Since the wrapped Collector may support out-of-order collection, the document IDs cached may be out-of-order (depends on the Query) and thus replay(Collector) will forward document IDs out-of-order to a Collector that may not support it.
It does not clear cachedScores + cachedSegs upon exceeding RAM limits
I think that instead of comparing curScores to null, in order to determine if scores are requested, we should have a specific boolean - for clarity
This check "if (base + nextLength > maxDocsToCache)" (line 168) can be relaxed? E.g., what if nextLength is, say, 512K, and I cannot satisfy the maxDocsToCache constraint, but if it was 10K I would? Wouldn't we still want to try and cache them?

Also:

The TODO in line 64 (having Collector specify needsScores()) – why do we need that if CachingCollector ctor already takes a boolean "cacheScores"? I think it's better defined explicitly than implicitly?

Let's introduce a factory method for creating a specialized version if scoring is requested / not (i.e., impl the TODO in line 189)

I think it's a useful collector, which stands on its own and not specific to grouping. Can we move it to core?

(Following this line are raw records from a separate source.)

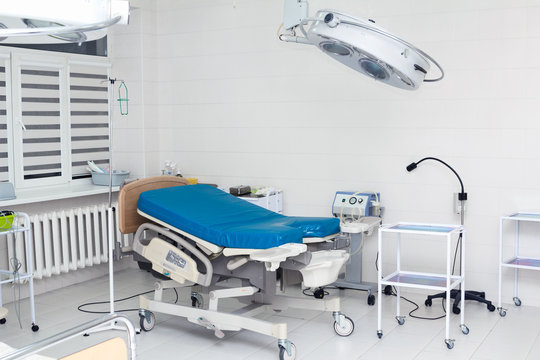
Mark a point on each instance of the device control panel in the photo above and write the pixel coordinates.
(350, 203)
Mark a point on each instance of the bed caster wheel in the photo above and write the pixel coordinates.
(147, 320)
(196, 300)
(284, 355)
(319, 293)
(346, 328)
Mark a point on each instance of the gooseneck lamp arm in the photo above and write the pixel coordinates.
(462, 196)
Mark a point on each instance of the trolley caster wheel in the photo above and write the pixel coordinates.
(196, 300)
(284, 355)
(346, 329)
(319, 293)
(147, 320)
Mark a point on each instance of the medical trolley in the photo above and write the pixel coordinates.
(440, 282)
(7, 276)
(517, 261)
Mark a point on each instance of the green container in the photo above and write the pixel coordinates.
(6, 219)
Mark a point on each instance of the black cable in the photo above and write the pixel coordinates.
(418, 307)
(80, 307)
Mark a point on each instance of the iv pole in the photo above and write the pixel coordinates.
(110, 220)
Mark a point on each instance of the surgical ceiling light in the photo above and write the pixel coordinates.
(59, 21)
(359, 44)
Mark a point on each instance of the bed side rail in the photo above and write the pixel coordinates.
(76, 331)
(202, 279)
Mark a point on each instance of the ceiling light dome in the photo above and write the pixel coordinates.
(360, 44)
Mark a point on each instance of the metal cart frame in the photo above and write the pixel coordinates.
(7, 277)
(440, 282)
(516, 262)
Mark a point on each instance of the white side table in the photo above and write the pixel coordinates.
(517, 261)
(438, 282)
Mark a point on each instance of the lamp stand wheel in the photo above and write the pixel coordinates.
(147, 320)
(346, 328)
(284, 355)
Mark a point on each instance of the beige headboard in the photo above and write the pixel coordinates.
(128, 219)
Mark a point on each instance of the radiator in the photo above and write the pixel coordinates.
(66, 240)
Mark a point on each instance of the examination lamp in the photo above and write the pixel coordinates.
(59, 21)
(359, 44)
(455, 294)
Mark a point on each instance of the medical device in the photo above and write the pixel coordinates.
(59, 21)
(355, 210)
(359, 44)
(198, 236)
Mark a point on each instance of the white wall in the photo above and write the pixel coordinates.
(234, 105)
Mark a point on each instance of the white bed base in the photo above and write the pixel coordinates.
(219, 321)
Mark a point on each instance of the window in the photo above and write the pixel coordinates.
(54, 115)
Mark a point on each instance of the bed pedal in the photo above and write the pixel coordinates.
(207, 324)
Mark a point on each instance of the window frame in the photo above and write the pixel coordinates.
(13, 58)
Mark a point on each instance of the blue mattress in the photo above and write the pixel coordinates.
(225, 220)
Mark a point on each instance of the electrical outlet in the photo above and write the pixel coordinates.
(457, 204)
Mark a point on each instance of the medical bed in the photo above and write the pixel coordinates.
(196, 236)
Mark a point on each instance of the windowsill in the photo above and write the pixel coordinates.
(58, 192)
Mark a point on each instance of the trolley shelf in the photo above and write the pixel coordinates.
(6, 276)
(523, 263)
(518, 261)
(427, 281)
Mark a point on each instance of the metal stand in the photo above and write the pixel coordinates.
(353, 270)
(8, 276)
(443, 282)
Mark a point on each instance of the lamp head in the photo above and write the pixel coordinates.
(411, 167)
(369, 49)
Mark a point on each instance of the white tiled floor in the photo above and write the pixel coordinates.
(516, 336)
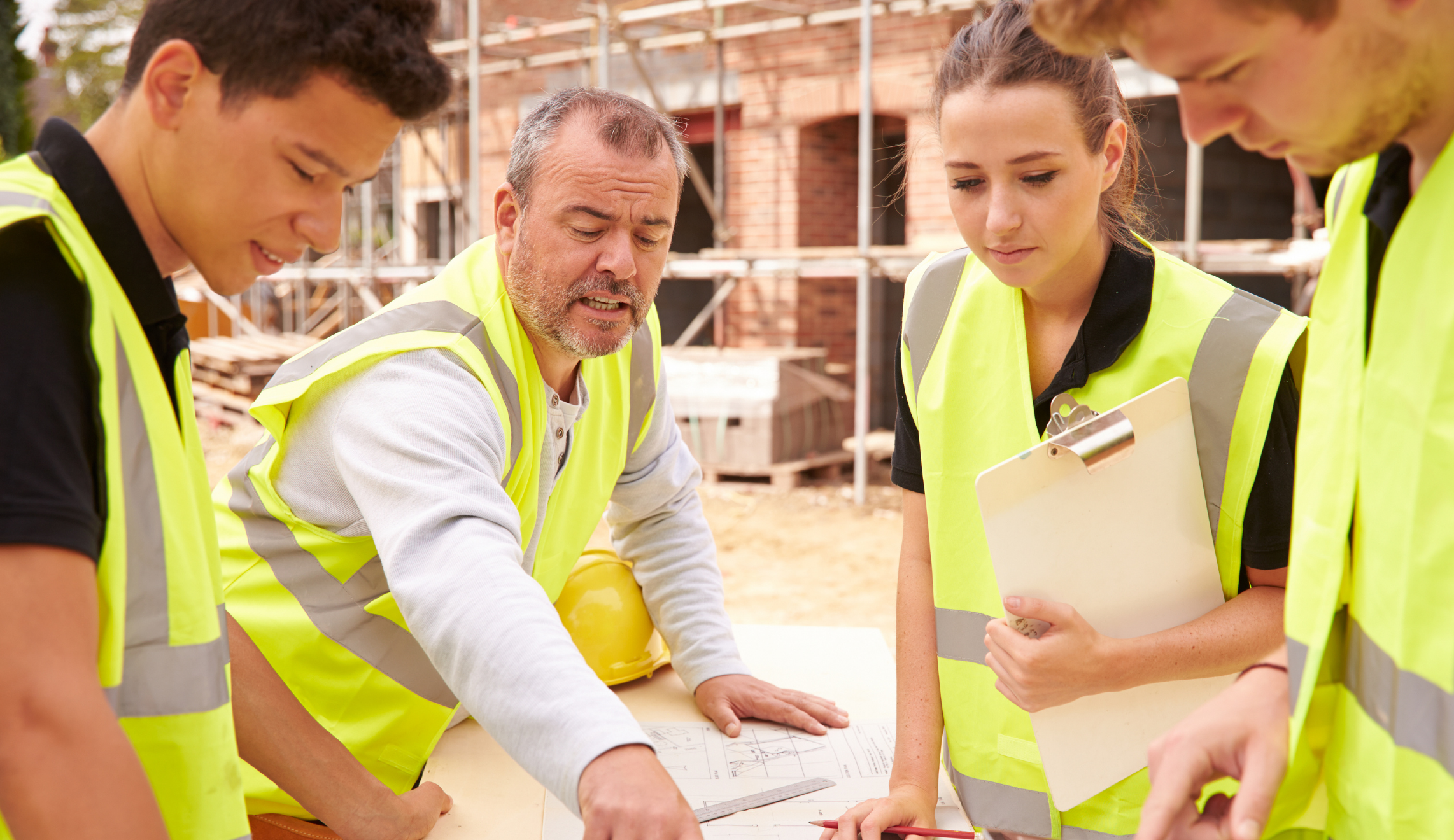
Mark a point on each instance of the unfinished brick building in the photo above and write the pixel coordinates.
(790, 102)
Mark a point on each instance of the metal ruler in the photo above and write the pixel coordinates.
(759, 800)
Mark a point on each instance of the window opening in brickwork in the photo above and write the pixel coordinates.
(828, 182)
(694, 224)
(678, 303)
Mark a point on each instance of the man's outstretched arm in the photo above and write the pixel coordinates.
(658, 522)
(66, 766)
(1241, 733)
(278, 737)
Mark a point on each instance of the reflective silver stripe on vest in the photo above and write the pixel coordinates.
(157, 678)
(1296, 664)
(1415, 711)
(1078, 833)
(22, 200)
(929, 310)
(1001, 807)
(335, 608)
(960, 634)
(1338, 198)
(1217, 375)
(643, 382)
(429, 316)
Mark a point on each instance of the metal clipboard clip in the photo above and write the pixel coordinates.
(1097, 439)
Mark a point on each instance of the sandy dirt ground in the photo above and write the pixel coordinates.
(805, 557)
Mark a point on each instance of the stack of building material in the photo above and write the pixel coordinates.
(758, 412)
(227, 374)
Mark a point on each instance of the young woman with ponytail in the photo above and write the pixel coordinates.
(1057, 294)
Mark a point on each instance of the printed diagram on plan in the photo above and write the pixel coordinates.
(710, 767)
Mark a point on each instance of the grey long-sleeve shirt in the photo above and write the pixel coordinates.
(412, 452)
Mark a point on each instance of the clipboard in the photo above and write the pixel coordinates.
(1110, 518)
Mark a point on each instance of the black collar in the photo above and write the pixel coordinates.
(1119, 311)
(1389, 198)
(1390, 192)
(86, 182)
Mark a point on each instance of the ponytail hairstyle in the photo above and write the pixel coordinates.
(1004, 52)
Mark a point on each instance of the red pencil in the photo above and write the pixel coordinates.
(905, 830)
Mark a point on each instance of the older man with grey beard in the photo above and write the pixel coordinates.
(388, 432)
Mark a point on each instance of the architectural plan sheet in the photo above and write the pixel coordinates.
(712, 767)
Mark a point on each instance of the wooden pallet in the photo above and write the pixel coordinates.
(787, 474)
(243, 365)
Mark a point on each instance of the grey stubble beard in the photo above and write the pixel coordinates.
(546, 311)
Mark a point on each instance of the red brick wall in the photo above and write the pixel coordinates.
(791, 162)
(828, 183)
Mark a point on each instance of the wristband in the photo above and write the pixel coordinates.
(1262, 666)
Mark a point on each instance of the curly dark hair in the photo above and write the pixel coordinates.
(271, 47)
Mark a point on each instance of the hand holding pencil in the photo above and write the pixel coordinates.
(905, 830)
(908, 810)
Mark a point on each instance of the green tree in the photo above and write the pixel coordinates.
(90, 50)
(17, 131)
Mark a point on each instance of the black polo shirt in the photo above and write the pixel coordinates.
(1388, 198)
(52, 472)
(1117, 314)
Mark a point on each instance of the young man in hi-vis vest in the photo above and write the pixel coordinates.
(239, 125)
(1360, 703)
(431, 477)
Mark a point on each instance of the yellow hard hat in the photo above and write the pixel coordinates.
(605, 615)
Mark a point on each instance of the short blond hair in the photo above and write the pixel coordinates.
(1089, 27)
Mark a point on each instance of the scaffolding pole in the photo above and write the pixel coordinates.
(719, 146)
(604, 44)
(866, 191)
(472, 202)
(1191, 230)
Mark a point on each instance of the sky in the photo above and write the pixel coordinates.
(38, 15)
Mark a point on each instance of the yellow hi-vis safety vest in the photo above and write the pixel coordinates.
(968, 374)
(319, 605)
(1370, 627)
(163, 633)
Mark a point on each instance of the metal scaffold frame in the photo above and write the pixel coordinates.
(316, 297)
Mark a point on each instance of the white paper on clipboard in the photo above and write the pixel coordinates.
(1130, 549)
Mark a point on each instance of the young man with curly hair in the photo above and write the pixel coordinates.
(239, 127)
(1364, 88)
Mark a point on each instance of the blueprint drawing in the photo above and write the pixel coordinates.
(710, 767)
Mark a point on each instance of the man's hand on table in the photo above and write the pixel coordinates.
(626, 794)
(1241, 733)
(405, 817)
(729, 698)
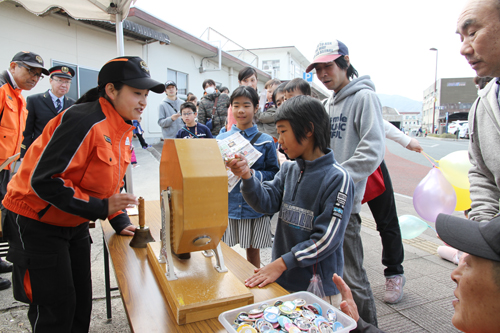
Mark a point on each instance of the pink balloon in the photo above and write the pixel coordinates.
(434, 195)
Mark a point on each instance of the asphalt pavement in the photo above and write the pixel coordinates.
(426, 305)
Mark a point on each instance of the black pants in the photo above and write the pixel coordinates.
(141, 140)
(51, 272)
(384, 212)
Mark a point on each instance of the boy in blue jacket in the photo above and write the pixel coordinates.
(313, 195)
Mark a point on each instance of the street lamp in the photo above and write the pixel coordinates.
(435, 97)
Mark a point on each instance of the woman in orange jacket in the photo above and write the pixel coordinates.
(72, 174)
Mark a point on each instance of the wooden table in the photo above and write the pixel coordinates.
(145, 305)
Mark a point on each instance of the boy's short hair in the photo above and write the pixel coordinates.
(271, 83)
(299, 84)
(188, 105)
(280, 89)
(208, 82)
(247, 92)
(307, 114)
(246, 72)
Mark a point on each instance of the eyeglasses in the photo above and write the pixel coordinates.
(68, 82)
(31, 71)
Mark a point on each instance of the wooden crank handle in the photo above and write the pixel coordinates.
(142, 212)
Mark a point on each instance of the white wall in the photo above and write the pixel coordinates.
(91, 47)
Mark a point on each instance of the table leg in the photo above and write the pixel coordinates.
(106, 278)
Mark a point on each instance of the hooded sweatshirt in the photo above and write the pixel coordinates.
(484, 175)
(314, 199)
(357, 136)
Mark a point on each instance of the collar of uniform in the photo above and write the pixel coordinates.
(12, 81)
(54, 98)
(116, 121)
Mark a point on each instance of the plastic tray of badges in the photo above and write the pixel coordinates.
(227, 318)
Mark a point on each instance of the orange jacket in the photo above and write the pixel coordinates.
(73, 167)
(13, 118)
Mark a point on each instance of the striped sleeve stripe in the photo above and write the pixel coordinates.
(315, 249)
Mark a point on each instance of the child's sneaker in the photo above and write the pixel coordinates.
(394, 288)
(450, 254)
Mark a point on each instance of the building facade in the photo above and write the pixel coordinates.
(284, 63)
(171, 53)
(411, 122)
(453, 99)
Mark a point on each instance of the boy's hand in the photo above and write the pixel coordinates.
(267, 274)
(128, 230)
(121, 201)
(239, 166)
(348, 306)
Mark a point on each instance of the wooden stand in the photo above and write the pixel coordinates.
(200, 292)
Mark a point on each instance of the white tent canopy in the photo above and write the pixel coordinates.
(95, 10)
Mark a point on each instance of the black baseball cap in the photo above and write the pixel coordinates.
(132, 71)
(62, 71)
(170, 83)
(30, 59)
(481, 239)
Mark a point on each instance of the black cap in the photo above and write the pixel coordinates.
(31, 59)
(62, 71)
(481, 239)
(132, 71)
(170, 83)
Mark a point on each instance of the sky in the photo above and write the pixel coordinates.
(387, 39)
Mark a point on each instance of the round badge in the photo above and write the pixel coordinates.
(271, 317)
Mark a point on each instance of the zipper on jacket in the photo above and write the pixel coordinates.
(302, 169)
(120, 157)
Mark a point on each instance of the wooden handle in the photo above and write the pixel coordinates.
(142, 212)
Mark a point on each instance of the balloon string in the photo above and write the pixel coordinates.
(427, 157)
(430, 157)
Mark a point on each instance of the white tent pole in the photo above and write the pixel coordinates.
(120, 49)
(121, 52)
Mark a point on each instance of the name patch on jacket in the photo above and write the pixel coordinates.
(338, 208)
(296, 216)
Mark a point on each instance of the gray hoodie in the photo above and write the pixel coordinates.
(169, 128)
(484, 175)
(358, 136)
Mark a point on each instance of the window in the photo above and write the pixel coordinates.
(272, 67)
(181, 79)
(84, 80)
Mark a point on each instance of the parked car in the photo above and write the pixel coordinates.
(457, 126)
(464, 131)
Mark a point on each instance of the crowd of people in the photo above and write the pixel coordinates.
(320, 161)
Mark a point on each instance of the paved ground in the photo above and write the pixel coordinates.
(425, 307)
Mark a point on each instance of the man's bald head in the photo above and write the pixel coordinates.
(479, 29)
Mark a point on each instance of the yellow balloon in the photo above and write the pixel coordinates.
(463, 199)
(455, 168)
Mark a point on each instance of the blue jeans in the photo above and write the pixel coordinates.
(354, 273)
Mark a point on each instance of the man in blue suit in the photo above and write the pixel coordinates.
(45, 106)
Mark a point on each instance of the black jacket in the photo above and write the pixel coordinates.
(41, 109)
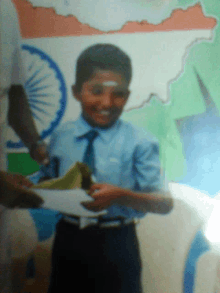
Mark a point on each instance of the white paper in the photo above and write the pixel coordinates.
(67, 202)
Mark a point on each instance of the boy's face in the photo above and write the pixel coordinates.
(103, 98)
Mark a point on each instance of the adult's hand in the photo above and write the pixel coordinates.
(105, 195)
(14, 192)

How about using OpenBitSet instead of int[] for doc IDs?
- If the number of hits is big, we'd gain some RAM back, and be able to cache more entries
- NOTE: OpenBitSet can only be used for in-order collection only. So we can use that if the wrapped Collector does not support out-of-order

Do you think we can modify this Collector to not necessarily wrap another Collector? We have such Collector which stores (in-memory) all matching doc IDs + scores (if required). Those are later fed into several processes that operate on them (e.g. fetch more info from the index etc.). I am thinking, we can make CachingCollector optionally wrap another Collector and then someone can reuse it by setting RAM limit to unlimited (we should have a constant for that) in order to simply collect all matching docs + scores.

That's it so far. Perhaps, if we do all of the above, more things will pop up.